Речь не может идти о характерологическом сравнении, реализованном, например, в известной статье Тургенева "Гамлет и Дон Кихот". Чацкий выступает аналогом (и отчасти антагонистом) Дон Кихота как образный вариант внутри единой парадигмы "поиска смысла жизни" — парадигмы, отрицающей любые готовые формулы его. Но отрицающей вовсе не с позиций априорного нигилизма — напротив, на основе личного опыта последовательного и предельного приложения этих формул к действительности.
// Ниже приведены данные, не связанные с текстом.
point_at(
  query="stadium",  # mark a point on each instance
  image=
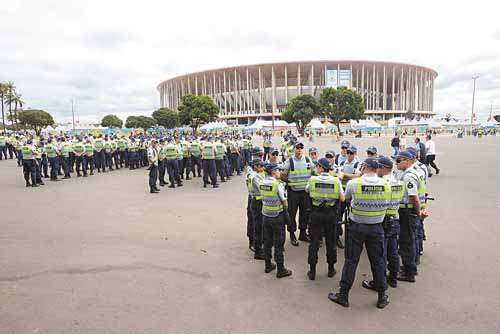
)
(261, 91)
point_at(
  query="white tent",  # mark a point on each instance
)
(316, 124)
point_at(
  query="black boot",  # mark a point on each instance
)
(303, 236)
(293, 239)
(283, 272)
(341, 298)
(392, 280)
(312, 272)
(331, 270)
(383, 300)
(269, 267)
(370, 285)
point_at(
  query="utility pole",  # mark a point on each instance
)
(73, 115)
(474, 78)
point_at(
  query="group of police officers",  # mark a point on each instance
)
(380, 200)
(178, 156)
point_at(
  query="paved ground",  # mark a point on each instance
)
(101, 255)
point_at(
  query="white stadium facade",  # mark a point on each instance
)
(250, 92)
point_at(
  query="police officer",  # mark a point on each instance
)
(391, 222)
(28, 151)
(297, 171)
(162, 162)
(51, 151)
(254, 226)
(208, 162)
(274, 204)
(171, 156)
(348, 170)
(369, 196)
(195, 150)
(153, 169)
(325, 192)
(409, 210)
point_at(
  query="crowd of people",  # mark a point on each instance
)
(173, 156)
(378, 202)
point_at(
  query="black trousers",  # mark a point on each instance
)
(372, 237)
(407, 229)
(429, 160)
(153, 176)
(258, 233)
(274, 236)
(322, 222)
(298, 200)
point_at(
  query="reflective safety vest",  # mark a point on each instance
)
(89, 149)
(397, 193)
(370, 200)
(298, 178)
(219, 151)
(324, 191)
(185, 149)
(208, 151)
(50, 150)
(99, 145)
(170, 152)
(78, 148)
(67, 147)
(271, 203)
(195, 150)
(27, 152)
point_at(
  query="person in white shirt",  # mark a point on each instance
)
(430, 147)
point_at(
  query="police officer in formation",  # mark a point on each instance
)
(384, 199)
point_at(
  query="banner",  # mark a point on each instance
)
(331, 78)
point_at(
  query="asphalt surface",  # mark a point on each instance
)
(102, 255)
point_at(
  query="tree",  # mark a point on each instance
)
(196, 110)
(341, 104)
(144, 122)
(35, 119)
(9, 97)
(301, 110)
(3, 92)
(111, 121)
(410, 114)
(166, 117)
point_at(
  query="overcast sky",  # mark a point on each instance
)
(109, 55)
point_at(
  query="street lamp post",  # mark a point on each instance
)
(474, 78)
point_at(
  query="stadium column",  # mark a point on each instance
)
(311, 80)
(393, 106)
(260, 90)
(299, 85)
(384, 91)
(273, 92)
(363, 85)
(286, 85)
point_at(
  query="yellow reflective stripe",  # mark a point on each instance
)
(369, 213)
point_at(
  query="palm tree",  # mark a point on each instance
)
(11, 89)
(17, 102)
(3, 91)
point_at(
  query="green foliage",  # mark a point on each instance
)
(166, 117)
(341, 104)
(197, 110)
(35, 119)
(301, 110)
(111, 121)
(144, 122)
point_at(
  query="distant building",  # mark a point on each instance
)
(245, 93)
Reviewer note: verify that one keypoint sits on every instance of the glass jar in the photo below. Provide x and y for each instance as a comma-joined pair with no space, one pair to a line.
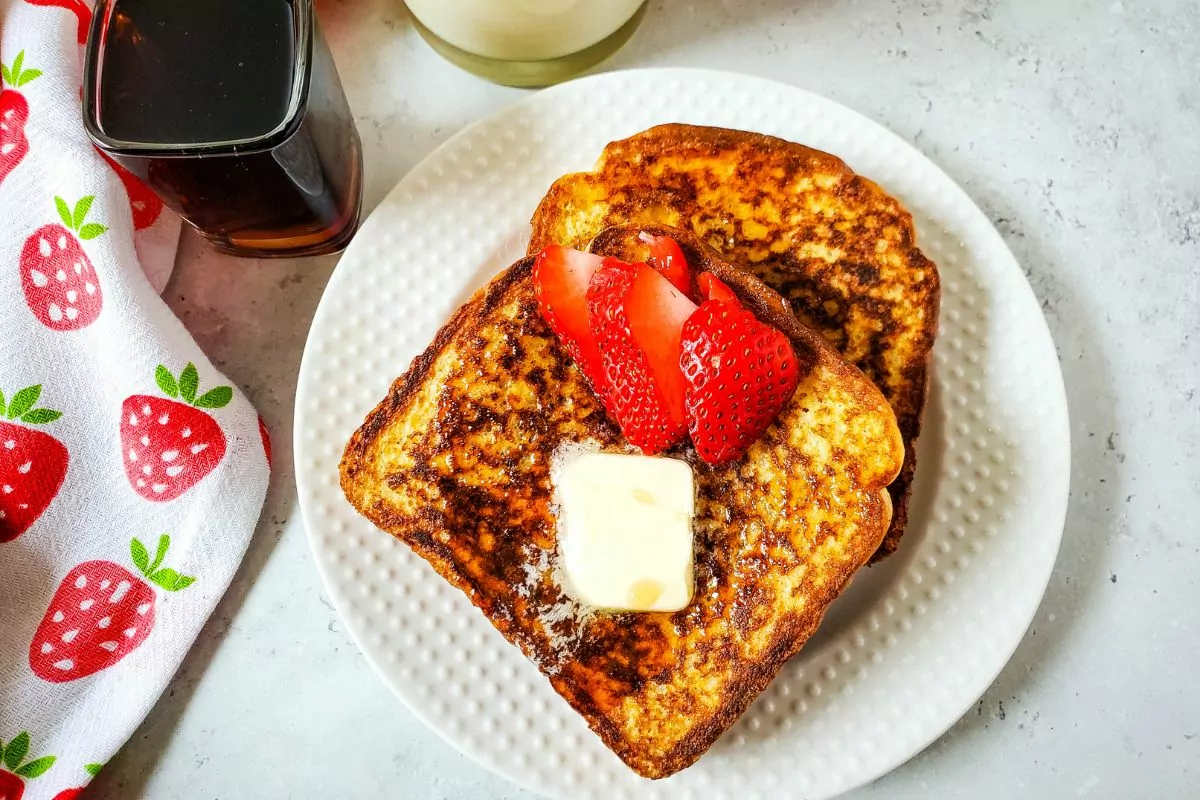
526,42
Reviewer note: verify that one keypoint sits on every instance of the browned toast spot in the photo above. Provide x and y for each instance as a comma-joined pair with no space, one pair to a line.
455,462
832,242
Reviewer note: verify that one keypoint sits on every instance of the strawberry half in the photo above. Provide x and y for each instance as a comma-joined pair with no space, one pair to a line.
144,204
19,769
666,257
100,613
561,277
739,373
13,115
60,283
637,318
33,464
169,445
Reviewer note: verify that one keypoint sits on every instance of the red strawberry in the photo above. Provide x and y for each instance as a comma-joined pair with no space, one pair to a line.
73,794
739,372
713,288
144,204
13,114
637,318
561,278
666,257
12,756
168,445
82,12
101,613
267,440
33,464
60,283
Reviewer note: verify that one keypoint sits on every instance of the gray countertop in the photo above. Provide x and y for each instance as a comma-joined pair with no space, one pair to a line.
1074,125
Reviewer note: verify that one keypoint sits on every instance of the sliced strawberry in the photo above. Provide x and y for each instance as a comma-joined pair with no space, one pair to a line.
657,313
666,257
33,464
60,283
169,445
101,613
561,278
144,204
637,317
13,115
739,372
713,288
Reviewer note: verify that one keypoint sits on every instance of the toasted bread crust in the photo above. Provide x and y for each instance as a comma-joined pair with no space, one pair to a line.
839,248
454,462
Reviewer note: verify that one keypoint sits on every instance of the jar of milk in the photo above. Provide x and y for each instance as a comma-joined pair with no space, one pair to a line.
526,42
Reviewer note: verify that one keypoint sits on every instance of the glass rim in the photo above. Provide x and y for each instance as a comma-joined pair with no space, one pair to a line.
303,29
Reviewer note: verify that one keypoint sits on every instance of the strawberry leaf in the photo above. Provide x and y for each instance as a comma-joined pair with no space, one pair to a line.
216,397
166,382
16,750
81,211
160,554
36,768
141,555
40,416
24,401
189,382
172,581
64,212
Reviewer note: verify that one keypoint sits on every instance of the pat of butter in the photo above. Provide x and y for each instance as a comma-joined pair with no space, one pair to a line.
625,531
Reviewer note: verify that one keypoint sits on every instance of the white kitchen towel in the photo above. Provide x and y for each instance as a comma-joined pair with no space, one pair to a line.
131,473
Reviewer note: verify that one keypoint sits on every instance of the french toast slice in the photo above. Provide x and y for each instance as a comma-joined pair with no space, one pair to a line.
839,248
456,463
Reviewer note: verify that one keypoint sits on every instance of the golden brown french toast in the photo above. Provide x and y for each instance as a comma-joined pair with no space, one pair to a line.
839,248
456,463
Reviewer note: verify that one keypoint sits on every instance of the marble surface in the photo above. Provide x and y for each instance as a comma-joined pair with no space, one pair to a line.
1073,124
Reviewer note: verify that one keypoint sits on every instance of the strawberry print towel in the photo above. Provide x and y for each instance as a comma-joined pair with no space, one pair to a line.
131,471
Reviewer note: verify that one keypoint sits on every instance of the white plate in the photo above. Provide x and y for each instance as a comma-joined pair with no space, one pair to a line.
912,644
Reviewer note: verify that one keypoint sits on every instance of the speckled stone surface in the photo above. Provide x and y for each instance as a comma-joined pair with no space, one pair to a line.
1074,125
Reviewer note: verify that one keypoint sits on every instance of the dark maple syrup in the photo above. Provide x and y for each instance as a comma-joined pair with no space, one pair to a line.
232,110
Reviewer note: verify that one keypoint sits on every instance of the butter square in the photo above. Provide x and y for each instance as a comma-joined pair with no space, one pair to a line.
624,531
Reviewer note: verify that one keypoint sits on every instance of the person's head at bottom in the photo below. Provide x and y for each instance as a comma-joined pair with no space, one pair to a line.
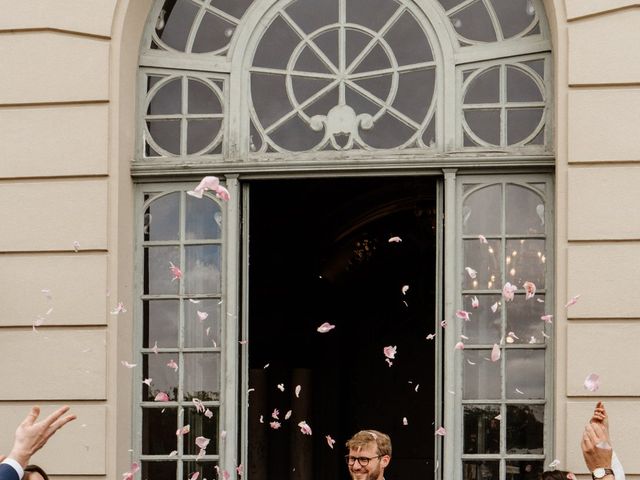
34,472
558,475
369,454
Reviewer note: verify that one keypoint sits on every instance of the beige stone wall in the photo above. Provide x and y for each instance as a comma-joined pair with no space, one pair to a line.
598,244
59,185
66,110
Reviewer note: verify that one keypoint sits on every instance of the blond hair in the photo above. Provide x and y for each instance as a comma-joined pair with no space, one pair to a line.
365,437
Именно поэтому Чацкого, как и Дон Кихота, подозревают в безумии. Правда, его возлюбленная София ("мудрость" по-гречески), в отличие от "сладчайшей" Дульсинеи Дон Кихота, — особа, в реальности существования которой внутри текста нет никакого сомнения. И стремление к ней Чацкого столь же безусловно, как преданность Дон Кихота своей "даме сердца", долженствующей быть у любого странствующего рыцаря.
Пребывание Грибоедова посланником в Персии, очевидно, дало ему не меньше, чем Сервантесу — пребывание в алжирском плену. Личный опыт сопоставления христианских и мусульманских (а возможно, и зороастрийских, и даже более древних) традиций был совершенно необходим писателям для проникновения за грань привычной системы представлений, давая возможность почувствовать не столько разницу между ними, сколько их общность и те архетипы, которые данную общность определяют.
В византийско-православной традиции уже с V века и вплоть до XVI главными государственными храмами не случайно были храмы Святой Софии. "Софийность" как единение государственно-политических и духовно-религиозных импульсов, как непременное качество империи и императора, — являлась идеалом православных христиан. И этот идеал находил свое выражение практически во всех сферах общественной жизни, не исключая даже архитектуру "софийских" храмов: словно нисходящую к земле, истекающую на нее с Неба, что символизировало характер религиозной связи между небом и землей, резко контрастируя с возносящейся вверх "католической", а на деле — тамплиерской, готикой.
Но Чацкому, мятущемуся и неспокойному, который ради ложноименного знания изменил любви ("Ах, если любит кто кого, зачем ума искать и ездить так далёко?"), София, тоже начитавшаяся французских книг (а впереди были еще немецкие и "американские") предпочла — на то время — Молчалина. Но не всё то золото, что молчит. Точно так же Дон Кихота — с третьей, правда, попытки — вышиб из седла бакалавр Самсон Карраско, принявший имя Рыцаря Белой Луны. Победить Дон Кихота можно было, только войдя в мир его иллюзий — и не иначе. Однако Самсон Карраско — "рыцарь на час", внутри него не горит звезда странствующего рыцарства, это — чиновник, облачившийся в доспехи ради сохранения своих представлений о мире, непосредственный предшественник тех же фон Хайека и Фукуямы.
Характерно, что первому "паладину прогресса", идейному предку фон Хайека и Вебера, Самсону Карраско, в конце концов, стало катастрофически не хватать уничтоженной им легенды: "Как, сеньор Дон Кихот? Именно теперь, когда у нас есть сведения, что сеньора Дульсинея расколдована, ваша милость — на попятный? Теперь, когда мы уже совсем собрались стать пастухами и жить с песней на устах, ваша милость записалась в отшельники? Перестаньте, ради Бога, опомнитесь и бросьте эти бредни!" — говорит недавний Рыцарь Белой Луны, Рыцарь Зеркал (всё это весьма прозрачная символика) умирающему Дон Кихоту.
Но Дон Кихот умирает, ни словом не упомянув в завещании о Владычице своего сердца — Дульсинее Тобосской. Тем самым он окончательно передает ее судьбу в руки Санчо, самобичеванием которого и должна быть впоследствии расколдована тайная испанская красавица. "На порку эту добрый Санчо должен пойти добровольно, а не по принуждению и притом, когда он сам пожелает, ибо никакого определенного срока не установлено (курсив мой. — В.В.). Кроме того, бичевание будет сокращено вдвое, если только он согласится, чтобы другую половину ударов нанесла ему чужая рука, хотя бы и увесистая".